Eiser heeft zich met betrekking tot zijn vorderingen beroepen op de Wet bescherming persoonsgegevens (Wbp) en een recent arrest van Hof van Justitie van de EU van 13 mei 2014 (inzake Google Spanje/Costeja), hierna het Costeja-arrest, alsmede op onrechtmatig handelen van gedaagden.
3.3.
Gedaagden voeren verweer.
3.4.
De stellingen van partijen worden hierna, voor zover van belang, nader weergegeven.
4. De beoordeling
Ontvankelijkheid
4.1.
Gedaagden hebben primair als verweer gevoerd dat eiser niet-ontvankelijk dient te worden verklaard in de vorderingen die betrekking hebben op onderdrukking van zoekresultaten (en dus gebaseerd zijn op artikel 36 en 40 Wbp en het daarop betrekking hebbende Costeja-arrest) omdat artikel 46 Wbp voor dergelijke vorderingen een verzoekschriftprocedure voorschrijft.
4.2.
De voorzieningenrechter onderschrijft de stelling van gedaagden dat voor vorderingen gebaseerd op artikel 36 en 40 Wbp en het Costeja-arrest, zoals hier (onder meer) aan de orde, op grond van artikel 46 Wbp een verzoekschriftprocedure is aangewezen, maar volgt gedaagden niet in hun stelling dat eiser daarmee niet-ontvankelijk is. Als de aangewezen rechtsgang voor spoedeisende gevallen geen met voldoende waarborgen omklede snelle rechtsgang biedt waarin eiser een met het kort geding vergelijkbaar resultaat kan bereiken, kan de voorzieningenrechter immers als ‘restrechter’ van de vorderingen kennis nemen. De in artikel 46 Wbp aangewezen verzoekschriftprocedure biedt niet een dergelijke met voldoende waarborgen omklede snelle rechtsgang. Gedaagden hebben weliswaar gesteld dat in de verzoekschriftprocedure om een verkorting van termijnen kan worden gevraagd, maar dat is niet vergelijkbaar met een kortgedingprocedure. Aan het niet-ontvankelijkheidsverweer wordt derhalve voorbij gegaan.
Google Netherlands
4.3.
Wat betreft de inhoudelijke beoordeling wordt het volgende vooropgesteld.

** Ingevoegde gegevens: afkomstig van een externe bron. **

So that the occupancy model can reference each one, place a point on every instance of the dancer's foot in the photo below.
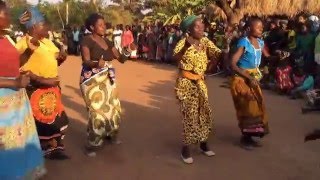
(186, 155)
(206, 150)
(57, 155)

De vorderingen van eiser hebben, kort gezegd, betrekking op de (werkwijze van) zoekdienst Google Search. Gedaagden hebben gesteld dat Google Inc de entiteit is die Google Search ontwikkelt, realiseert en aanbiedt en alle beslissingen neemt ten aanzien van informatie, inclusief persoonsgegevens. Google Netherlands is volgens hen in het geheel niet betrokken bij de realisatie en het aanbieden van Google Search en kan dan ook niet worden aangemerkt als verantwoordelijke in de zin van de Wbp. Dat Google Inc en niet Google Netherlands als verantwoordelijke in de zin van de Wbp moet worden aangemerkt volgt volgens gedaagden ook uit het Costeja-arrest.
4.4.
Nu eiser tegen hetgeen gedaagden over de betrokkenheid van Google Netherlands naar voren heeft gebracht geen dan wel onvoldoende verweer heeft gevoerd, worden de vorderingen jegens Google Netherlands reeds op die grond afgewezen.
Google Inc
4.5.
Ten aanzien van de vorderingen jegens Google Inc wordt allereerst overwogen dat terughoudendheid is geboden bij het opleggen van beperkingen aan de werking van een zoekmachine als Google Search. Zoekmachines als Google Search vervullen immers een belangrijke maatschappelijke functie. Het internet bevat een onmetelijke hoeveelheid informatiebronnen, waaronder een onvoorstelbaar groot aantal websites. De inhoud van het internet verandert bovendien per seconde. Zoekmachines helpen de internetgebruiker in deze oceaan van informatie bij het zoeken naar de informatie waarnaar hij/zij op zoek is. Verder is van belang dat zoekmachines zonder menselijke tussenkomst functioneren, in die zin dat de zoekresultaten via een geautomatiseerd systeem volgen op door de internetgebruiker ingevoerde zoektermen. De functie van catalogus, die de zoekmachine in feite is, zou ernstig worden belemmerd indien strenge beperkingen aan de werking ervan zou worden opgelegd en daarmee zou de zoekmachine aan geloofwaardigheid inboeten.
4.6.
Voor wat betreft de vorderingen die betrekking hebben op het onderdrukken van zoekresultaten (vorderingen onder I, II en V) geldt dat de wijze waarop Google Inc bij het aanbieden van haar zoekmachine persoonsgegevens verwerkt gerechtvaardigd is op grond van de in artikel 8 sub f Wbp genoemde verwerkingsgrond, dat de gegevensverwerking noodzakelijk is voor de behartiging van het gerechtvaardigde belang van haarzelf en dat van de gebruikers voor wie zij de gegevens ontsluit en de partijen van wie zij de gegevens ontsluit. Dit is immers in het Costeja-arrest bevestigd en wordt ook niet betwist door eiser.
4.7.
Dat neemt echter niet weg dat een betrokkene (hier: eiser) op grond van artikel 36 en 40 Wbp de voor de verwerking verantwoordelijke instantie (hier: Google Inc) kan verzoeken bepaalde gegevens niet langer te verwerken dan wel te verwijderen, waarbij voor de uitleg en toepassing van artikel 36 en 40 Wbp aansluiting moet worden gezocht bij de Privacyrichtlijn en het Costeja-arrest.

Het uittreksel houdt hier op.